七十五話 酔っ払い

 朝から出発して、校舎を南東に向かう事およそ一時間半。

 神矢たちは、枝からぶら下がるミツツボアリの群れを発見した。

「デカ! これもう水風船じゃん! よくこんなに溜め込んで落っこちないないわね」

 友坂がミツツボアリを見て顔を顰めた。彼女は初めて見たようだ。

 蟻の腹に入っている蜜の量は、およそ500ml。これをずっとぶら下げている蟻の脚の力にはやはり驚嘆しかなかった。

「目撃情報通りだな。この周辺でラーテルベアを見たらしいから、みんな気をつけろよ」

 九条が周囲を警戒しつつ、注意を促がす。

 神矢も九条も、手に弓矢を持っていた。他の三人はクロスボウである。腰には、サバンナ横断に持っていった爆竹と毒入りスライムが入った小袋もある。

「とりあえず、休憩がてらこの蟻の蜜を少し食べようぜ」

 林の提案に、「そうだな」と九条は頷いた。

 片桐がナイフを取り出して、蟻へと向ける。

「この腹を切り裂けばいいのか?」

 慌てて神矢はそれを止めた。

「ダメだ。下手に攻撃しない方がいい。そんなことしなくても、腹を少し押すだけで出てくる」

「……わかった」

 片桐は大人しく従った。

 片桐は三年の問題児の一人で、浦賀の手下でもあった。矢吹によると、地上ではそれなりに悪さをしていたらしいが、浦賀に仲間を殺されて以来は随分とおとなしくなったらしい。

 いちいち同情していたらキリがないし、気を使うつもりもなかった。

 九条がペットボトルに蟻の蜜を注いでいき、その内の一本を片桐へと渡す。

 それを舐めて片桐は「……やっぱり美味いなコレ」と苦笑して言った。

「片桐よぉ。お前暗いぞ。生きていりゃあいいこともあるさ」

 林が片桐の肩を叩いて慰めた。

「へー、林がそんな事言うなんて意外だわ」

 友坂が目を丸くして、驚いていた。

 林は悟ったかのように、目を細めて笑みを浮かべた。

「……この地底で何度か死ぬ思いをして、それでも俺は五体無事に生きている。生きているって素晴らしいことなんだと、俺は悟ったんだよ」

「……気持ち悪。あ、林が変な事言うから、蜜をジャージにこぼしちゃったじゃない。んもう」

 蟻の蜜を舐めていた友坂の辛辣な声を、林は気を悪くした様子もなく笑って受け流した。
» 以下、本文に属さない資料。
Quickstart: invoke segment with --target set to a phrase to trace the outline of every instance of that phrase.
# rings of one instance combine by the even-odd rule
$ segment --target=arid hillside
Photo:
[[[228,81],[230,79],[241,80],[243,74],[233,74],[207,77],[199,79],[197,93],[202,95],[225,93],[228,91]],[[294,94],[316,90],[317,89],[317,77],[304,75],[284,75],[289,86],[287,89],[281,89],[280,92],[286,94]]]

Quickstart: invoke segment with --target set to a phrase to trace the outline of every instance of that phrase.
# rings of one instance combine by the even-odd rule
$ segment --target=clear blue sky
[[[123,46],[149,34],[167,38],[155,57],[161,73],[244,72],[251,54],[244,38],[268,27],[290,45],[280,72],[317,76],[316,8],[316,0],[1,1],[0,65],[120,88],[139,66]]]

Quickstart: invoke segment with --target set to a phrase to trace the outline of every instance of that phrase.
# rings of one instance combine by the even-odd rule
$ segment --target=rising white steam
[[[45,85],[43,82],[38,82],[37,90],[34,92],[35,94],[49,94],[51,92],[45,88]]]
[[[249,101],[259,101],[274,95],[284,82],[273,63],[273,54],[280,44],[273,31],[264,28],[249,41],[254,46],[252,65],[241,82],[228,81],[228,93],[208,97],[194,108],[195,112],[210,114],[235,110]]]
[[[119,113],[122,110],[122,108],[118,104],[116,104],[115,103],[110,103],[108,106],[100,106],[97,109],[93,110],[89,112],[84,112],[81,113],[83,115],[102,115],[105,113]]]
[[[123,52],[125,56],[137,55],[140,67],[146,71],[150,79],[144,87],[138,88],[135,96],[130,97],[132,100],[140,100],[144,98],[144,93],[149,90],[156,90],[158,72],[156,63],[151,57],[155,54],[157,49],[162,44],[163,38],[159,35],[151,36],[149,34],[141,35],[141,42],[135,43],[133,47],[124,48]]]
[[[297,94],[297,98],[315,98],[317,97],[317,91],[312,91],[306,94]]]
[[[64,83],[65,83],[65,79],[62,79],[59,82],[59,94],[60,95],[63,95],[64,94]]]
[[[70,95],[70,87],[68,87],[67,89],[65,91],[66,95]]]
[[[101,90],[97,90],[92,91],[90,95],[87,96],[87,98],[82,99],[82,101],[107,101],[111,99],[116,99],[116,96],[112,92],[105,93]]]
「……マジかよ。凄えな林」片桐も林を得体の知れないもの見るかのようだった。

 神矢たちも、林の変化に少し驚いていた。矢吹からは、なかなかの下衆だと聞いていたのだが、死線を乗り越えて彼の中で何かが変わったのかも知れない。

 しかし、片桐に優しくしたりいい事を言ったりしているが、林が先程から少しソワソワしているような態度をとっていたのに、神矢は気づいていた。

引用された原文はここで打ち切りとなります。